Reich war ein geschickter Handwerker, aber kein großer Künstler, wie schon die mit wenig Sorgfalt eingeschlagenen Buchstabenpunzen teils aus verschieden großen Punzenserien zeigen. Seine Medaillen waren wohl mit einer Spindelpresse, aber nicht im Ring geprägt; der Rand ist bei allen bekannten Stücken, auch denen aus Silber (Slg. Julius II 2749, von den Stempeln Dogan 6409), leicht dezentriert; der vorliegende Schrötling sogar etwas unrund. Die Ideen für die Bildmotive sind nicht selten von anderen Medaillen oder von Flugblättern einfach kopiert. So ist die Vorderseite der vorliegenden Medaille übernommen von einem Medaillenrevers von Anton Moll (1722–1757) auf den Sieg der Österreicher in der Schlacht bei Kolin am 18. Juni 1757, in der die Österreicher die Preußen besiegt hatten (Vergleichs-Abb. 1: Silberprägung, 50 mm), oder von dem danach auf ausdrückliche Anweisung König Friedrichs II. vom preußischen Hofmedailleur Nikolaus Georgi (auch Nils Georgii) (1717–1790) kopierten Medaillenrevers auf die Schlacht bei Lissa am 5. Dezember 1757 (Vergleichs-Abb. 2: Silberprägung, 54 mm), in der die Preußen siegten und in dem die Devise FRANGIT DEUS OMNE SUPERBUM (»Gott bricht allen Hochmut«, wohl nach 3. Mos. 26,19 und Jes. 13,11) als Retourkutsche wiederholt wurde. Reich scheint im Besitz einer dieser Medaillen gewesen zu sein.

Abb. 1 und 2: Rückseiten von Medaillen auf den Sieg der Österreicher bei Kolin (1) und auf den Sieg der Preußen bei Lissa (2)
© Kunsthistorisches Museum Wien

Auch die Rückseite der Spottmedaille ist eine Kopie, und zwar nach einem deutschen, vielleicht Nürnberger Kupferstich auf den Frieden von Küçük Kaynarca, dessen einziges bisher bekanntes Exemplar sich im Kupferstichkabinett der Rumänischen Akademie in Bukarest befindet (s. Abb. 3) und neben der Aderlass-Szene als Sammelbild auch die Unterschreibung, Publikation und zeremonielle Umarmungen beim Friedensschluss zeigt.
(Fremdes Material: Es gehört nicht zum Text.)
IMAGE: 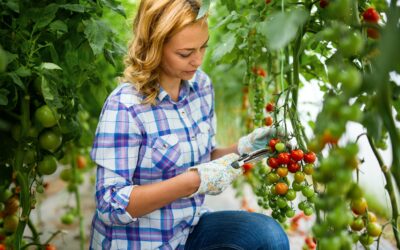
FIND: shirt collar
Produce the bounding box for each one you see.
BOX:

Abb. 3: Kupferstich auf den Frieden von Küçük Kaynarca 1774
© Wikimedia Commons

Das Repertoire an antitürkischen Spottmotiven auf Flugblättern und Medaillen des 17./18. Jahrhunderts ist groß, proportional zur Angst, den das Osmanische Reich in Mitteleuropa erzeugte, auch etwa durch eine schreckenerregende Kriegführung. Der Aderlass ist dabei einigermaßen originell, auch in der 1774 schon über 230 Jahre alten Tradition der Spottmedaille, und weist bereits auf das Bild der Osmanen als ›des kranken Mannes am Bosporus‹ voraus, das im 19. Jahrhundert gängig war. Wie sehr die Türken damals ihren Schrecken verloren, zeigt auch das Interesse an Janitscharenmusik, wie es Wolfgang Amadeus Mozart in seinem Klavierstück »Rondo alla turca« (1783) oder in dem Singspiel »Die Entführung aus dem Serail« (1782) bot.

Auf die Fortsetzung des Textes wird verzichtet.